Whether they realize it or not, advocates are targeting the sustainability models of both the ecosystem-level OER creators (like OpenStax) through their advocacy for ZTC policies and the institution-level OER creators (like Kansas State) through their more recent rulemaking advocacy. Those in the community whose advocacy is focused on the cost of course materials, and especially those who advocate for “zero textbook cost” (ZTC) initiatives and policies, are actively undercutting the sustainability model used by OpenStax, Lumen, Carnegie Mellon University’s Open Learning Initiative, and others, as I have described at length previously. And this latest rulemaking advocacy is a different kind of example – some creative institutions actually found a way to sustain their local OER efforts, only to see others in the OER community find a way to undercut those efforts (or in this case, try to make them illegal!).

ZTC programs are a textbook example (pardon the pun) of the classic free-rider problem:

The free-rider problem is a type of market failure that occurs when those who benefit from resources, public goods and common pool resources do not pay for them or under-pay.

(And yes, OER are public goods not common pool resources.)

If only a few institutions forbid students from being assigned materials that have any costs associated with them, there may be little harm done. But what would happen if every institution in the US had a ZTC initiative? What would happen to OpenStax if the ongoing revenue they receive from their numerous homework system and other platform partners (including Lumen) suddenly disappeared because of ZTC initiatives? If a large number of institutions were ever to adopt ZTC policies – that is, if a large number of institution became free-riders – much of the broader OER ecosystem could collapse. There would be a large body of orphaned OER with no one responsible for maintenance or updates. And it wouldn’t take long before faculty stopped using these out-of-date resources and returned to more expensive, traditionally copyrighted resources.

And if the rulemaking advocacy is successful, and individual institutions lose their mechanism for funding their OER efforts, you can expect to see institutional programs across the country – like OER mini-grants that fund faculty creating or adopting OER – be cancelled because their funding disappears. And there might be follow-on effects, like decreasing registration rates for OER conferences as funding to participate disappears. &c.

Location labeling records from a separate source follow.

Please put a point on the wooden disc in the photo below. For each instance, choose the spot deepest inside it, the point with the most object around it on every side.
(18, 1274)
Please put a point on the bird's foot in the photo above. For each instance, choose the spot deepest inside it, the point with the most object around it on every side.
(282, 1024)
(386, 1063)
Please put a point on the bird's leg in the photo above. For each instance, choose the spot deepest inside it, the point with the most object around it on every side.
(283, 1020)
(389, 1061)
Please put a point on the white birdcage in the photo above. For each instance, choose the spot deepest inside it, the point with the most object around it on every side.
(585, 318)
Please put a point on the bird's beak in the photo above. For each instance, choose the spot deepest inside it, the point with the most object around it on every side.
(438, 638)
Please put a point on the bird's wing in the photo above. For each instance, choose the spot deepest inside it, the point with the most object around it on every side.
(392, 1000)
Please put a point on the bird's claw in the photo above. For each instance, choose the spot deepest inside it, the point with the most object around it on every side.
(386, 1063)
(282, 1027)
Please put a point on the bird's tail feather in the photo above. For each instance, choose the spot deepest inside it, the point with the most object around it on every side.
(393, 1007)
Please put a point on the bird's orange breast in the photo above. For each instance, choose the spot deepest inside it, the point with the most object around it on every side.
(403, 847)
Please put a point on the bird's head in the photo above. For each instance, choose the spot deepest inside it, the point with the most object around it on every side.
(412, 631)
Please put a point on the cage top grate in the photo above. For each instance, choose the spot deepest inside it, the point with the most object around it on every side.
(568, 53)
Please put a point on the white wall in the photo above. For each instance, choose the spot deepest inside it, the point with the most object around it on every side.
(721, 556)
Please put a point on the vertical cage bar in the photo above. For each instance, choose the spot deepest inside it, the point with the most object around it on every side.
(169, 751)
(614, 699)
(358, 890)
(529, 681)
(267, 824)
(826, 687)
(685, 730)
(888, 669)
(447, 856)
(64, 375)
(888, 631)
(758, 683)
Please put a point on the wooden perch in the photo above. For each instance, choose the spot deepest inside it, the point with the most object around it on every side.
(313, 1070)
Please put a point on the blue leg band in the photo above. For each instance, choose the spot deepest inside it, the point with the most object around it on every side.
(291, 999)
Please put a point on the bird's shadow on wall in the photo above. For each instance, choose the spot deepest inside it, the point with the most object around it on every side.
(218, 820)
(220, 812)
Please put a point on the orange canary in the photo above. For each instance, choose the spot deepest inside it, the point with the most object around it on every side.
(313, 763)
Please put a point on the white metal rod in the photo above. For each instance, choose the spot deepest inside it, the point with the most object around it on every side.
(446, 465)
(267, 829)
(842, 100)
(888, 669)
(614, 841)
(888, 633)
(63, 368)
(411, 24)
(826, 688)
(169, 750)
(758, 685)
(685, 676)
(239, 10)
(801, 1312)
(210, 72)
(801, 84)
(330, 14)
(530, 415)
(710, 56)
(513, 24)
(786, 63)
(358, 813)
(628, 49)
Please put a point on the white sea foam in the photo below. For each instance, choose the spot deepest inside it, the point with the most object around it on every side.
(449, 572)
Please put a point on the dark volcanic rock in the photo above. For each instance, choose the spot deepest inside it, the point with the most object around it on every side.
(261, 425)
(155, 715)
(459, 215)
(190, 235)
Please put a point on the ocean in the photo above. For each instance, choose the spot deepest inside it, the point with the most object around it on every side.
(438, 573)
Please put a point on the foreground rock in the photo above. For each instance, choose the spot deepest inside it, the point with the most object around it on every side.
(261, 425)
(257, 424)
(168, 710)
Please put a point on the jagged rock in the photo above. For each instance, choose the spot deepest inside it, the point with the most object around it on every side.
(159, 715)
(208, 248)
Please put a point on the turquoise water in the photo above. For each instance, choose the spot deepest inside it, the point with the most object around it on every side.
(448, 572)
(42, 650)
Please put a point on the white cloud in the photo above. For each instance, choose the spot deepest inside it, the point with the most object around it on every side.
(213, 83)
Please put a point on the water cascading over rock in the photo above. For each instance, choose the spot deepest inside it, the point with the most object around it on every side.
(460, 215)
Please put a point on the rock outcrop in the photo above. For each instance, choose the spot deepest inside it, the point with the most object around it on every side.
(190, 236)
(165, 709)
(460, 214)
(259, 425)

OER advocates often hold up commercial publishers as the bogeyman that threatens to destroy the OER movement and undo all the righteous work it is trying to do. But it looks like OER advocates are doing far more harm to the OER movement than commercial publishers ever have or will. There are several possible futures in which the OER movement as we know it ceases to exist – and none of them are the result of the efforts of commercial publishers. I don’t think that advocates are consciously trying to harm the OER movement, but doing it accidentally doesn’t change the outcome.